The Barona Casino became an emergency shelter as more than 3,000 people were stranded there from 4 p.m. on Oct. 25 until 5 p.m. the next day. The casino managed to keep power on while using an emergency generator.
The entire Capital Grande reservation was consumed by flames, however, sustained little or no property damage as there are not any residents or structures of any significance on the reservation.
The full extent of the damage to area reservations will not be assessed at least for another week at the fire has knocked out communications throughout much of the area and working phone lines are overloaded with calls into the area. Power is also out throughout a good portion of San Diego, Riverside, San Bernardino and Los Angeles counties.
Though a small fire broke out near the Pechanga reservation, it was quickly put out and the tribal casino has become a temporary shelter for over 200 families from nearby tribes whom the tribe is allowing to stay free of charge. Likewise, the Pala Reservation near Fallbrook in San Diego County was also able to escape major catastrophe and is currently housing more than 150 evacuated tribal families.
However, Jim Fletcher, the superintendent for the Southern California region of the BIA reported that there are still 2,000 to 3,000 tribal people, possibly more, who have been evacuated.
At press time, the La Jolla, Santa Isabel and Mesa Grande reservations are currently under threat, though flames had not reached these reservations yet. Also under threat in that area is Palomar Mountain, with the famed space observatory.
Nikki Symington, who normally handles public relations for the Viejas tribe, has turned her office into a makeshift information center. She says that several Viejas tribal members stayed near their homes and braved a firewall that reached heights estimated at 75 feet or more.
Symington says that many homes were saved at Viejas by spraying a cooling mist at the fire thus stopping it in its tracks. Her main worry is now the aftermath of the disaster as she reports that whole hillsides are stripped of vegetation making the chances for large scale mudslides a serious concern when the first rains fall, which can occur now at any time.
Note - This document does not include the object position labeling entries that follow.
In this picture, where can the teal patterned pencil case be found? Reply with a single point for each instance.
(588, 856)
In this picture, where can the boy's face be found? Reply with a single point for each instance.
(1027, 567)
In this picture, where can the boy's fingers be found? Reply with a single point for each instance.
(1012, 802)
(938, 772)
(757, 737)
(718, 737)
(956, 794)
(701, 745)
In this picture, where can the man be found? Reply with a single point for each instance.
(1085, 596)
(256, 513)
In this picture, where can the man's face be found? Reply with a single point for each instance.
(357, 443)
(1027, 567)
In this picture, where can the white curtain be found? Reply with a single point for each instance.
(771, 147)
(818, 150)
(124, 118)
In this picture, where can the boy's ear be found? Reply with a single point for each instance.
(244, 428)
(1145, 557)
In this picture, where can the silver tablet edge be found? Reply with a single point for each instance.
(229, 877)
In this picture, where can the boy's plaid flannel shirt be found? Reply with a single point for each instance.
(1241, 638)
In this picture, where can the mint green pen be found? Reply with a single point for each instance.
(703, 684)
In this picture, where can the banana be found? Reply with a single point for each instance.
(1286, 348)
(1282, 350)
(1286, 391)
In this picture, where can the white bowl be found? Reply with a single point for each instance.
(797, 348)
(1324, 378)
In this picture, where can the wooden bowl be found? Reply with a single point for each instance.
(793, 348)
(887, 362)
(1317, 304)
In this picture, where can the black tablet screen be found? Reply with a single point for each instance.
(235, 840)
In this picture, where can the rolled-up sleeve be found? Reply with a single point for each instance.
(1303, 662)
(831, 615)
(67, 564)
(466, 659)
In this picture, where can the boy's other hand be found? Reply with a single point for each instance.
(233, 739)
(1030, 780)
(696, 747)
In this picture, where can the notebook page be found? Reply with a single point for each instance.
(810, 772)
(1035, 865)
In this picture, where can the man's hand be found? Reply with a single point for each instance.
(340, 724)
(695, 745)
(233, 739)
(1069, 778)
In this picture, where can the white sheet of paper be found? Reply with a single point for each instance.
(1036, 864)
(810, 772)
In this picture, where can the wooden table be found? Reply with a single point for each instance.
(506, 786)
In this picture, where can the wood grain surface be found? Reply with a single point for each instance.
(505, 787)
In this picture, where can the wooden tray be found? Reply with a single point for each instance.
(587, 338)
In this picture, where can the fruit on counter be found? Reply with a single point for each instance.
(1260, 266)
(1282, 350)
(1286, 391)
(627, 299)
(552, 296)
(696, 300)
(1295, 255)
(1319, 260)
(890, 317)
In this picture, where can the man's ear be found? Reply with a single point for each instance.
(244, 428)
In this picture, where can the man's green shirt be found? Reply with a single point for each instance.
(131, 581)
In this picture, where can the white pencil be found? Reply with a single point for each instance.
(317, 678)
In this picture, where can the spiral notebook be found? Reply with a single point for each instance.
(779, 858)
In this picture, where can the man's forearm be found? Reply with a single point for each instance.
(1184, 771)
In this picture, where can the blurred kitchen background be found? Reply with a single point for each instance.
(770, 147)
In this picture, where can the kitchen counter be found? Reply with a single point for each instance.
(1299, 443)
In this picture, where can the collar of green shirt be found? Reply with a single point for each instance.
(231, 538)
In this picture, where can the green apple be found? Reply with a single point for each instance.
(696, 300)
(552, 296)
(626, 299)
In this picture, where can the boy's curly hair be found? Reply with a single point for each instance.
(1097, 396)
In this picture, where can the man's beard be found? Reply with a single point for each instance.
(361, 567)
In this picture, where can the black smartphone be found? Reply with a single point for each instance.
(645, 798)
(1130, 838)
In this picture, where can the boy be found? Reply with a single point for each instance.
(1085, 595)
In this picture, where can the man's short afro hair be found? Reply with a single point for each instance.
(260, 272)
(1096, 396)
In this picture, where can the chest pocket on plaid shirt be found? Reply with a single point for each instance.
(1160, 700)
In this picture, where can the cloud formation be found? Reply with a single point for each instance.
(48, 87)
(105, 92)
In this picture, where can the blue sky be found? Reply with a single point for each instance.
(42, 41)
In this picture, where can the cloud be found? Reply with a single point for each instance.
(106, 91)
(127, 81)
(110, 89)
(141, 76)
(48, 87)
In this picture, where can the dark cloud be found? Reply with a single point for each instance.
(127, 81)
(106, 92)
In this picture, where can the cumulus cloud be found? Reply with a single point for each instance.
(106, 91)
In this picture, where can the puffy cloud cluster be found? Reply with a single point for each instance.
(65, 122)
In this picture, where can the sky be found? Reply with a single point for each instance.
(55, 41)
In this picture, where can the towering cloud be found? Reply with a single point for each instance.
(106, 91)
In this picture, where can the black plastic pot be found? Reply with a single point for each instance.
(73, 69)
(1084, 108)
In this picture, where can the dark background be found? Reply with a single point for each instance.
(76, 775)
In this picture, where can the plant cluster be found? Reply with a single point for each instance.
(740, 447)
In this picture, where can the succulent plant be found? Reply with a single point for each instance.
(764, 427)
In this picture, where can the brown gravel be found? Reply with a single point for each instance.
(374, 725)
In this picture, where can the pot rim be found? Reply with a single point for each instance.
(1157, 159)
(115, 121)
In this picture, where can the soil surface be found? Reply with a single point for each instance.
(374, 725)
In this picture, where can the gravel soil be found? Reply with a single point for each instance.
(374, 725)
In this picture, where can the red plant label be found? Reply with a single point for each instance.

Another concern is that water supplies will be contaminated in the area and Symington said that people already have to boil water to make it potable. Additionally the hillsides are reportedly strewn with charred animal carcasses, which can present further public health dangers.
Gov.-elect Arnold Schwarzenegger made the rounds in Washington, D.C. to obtain federal disaster relief funds. Fletcher said that he has been on the phone to BIA headquarters and is also working on obtaining federal funds for the tribes.
"I've been talking to Washington and meeting with tribes all week," said Fletcher. "We're working with them so they can recover as much as they can."
Though the Federal Emergency Management Agency (FEMA) and the Red Cross are on the scene, the California Nations Indian Gaming Association (CNIGA) has set up an initial fund of $5,000 as an additional source of revenue for those who have sustained losses.
CNIGA Executive Director Jacob Coin said that this will be a permanent fund to assist tribes in future disasters as well.
"We just wanted to take off a layer of bureaucracy (from the federal disaster relief) and make sure that tribal people are not being victimized twice," said Coin.
The fund is being established at Borrego Springs Bank, which is partially owned by the Viejas and San Manuel tribes.
Though the hot dry westward blowing Santa Ana winds that fueled the fires have died down, California Department of Fire officials said the fires are no where near contained and estimate that it might take another week or so to extinguish them.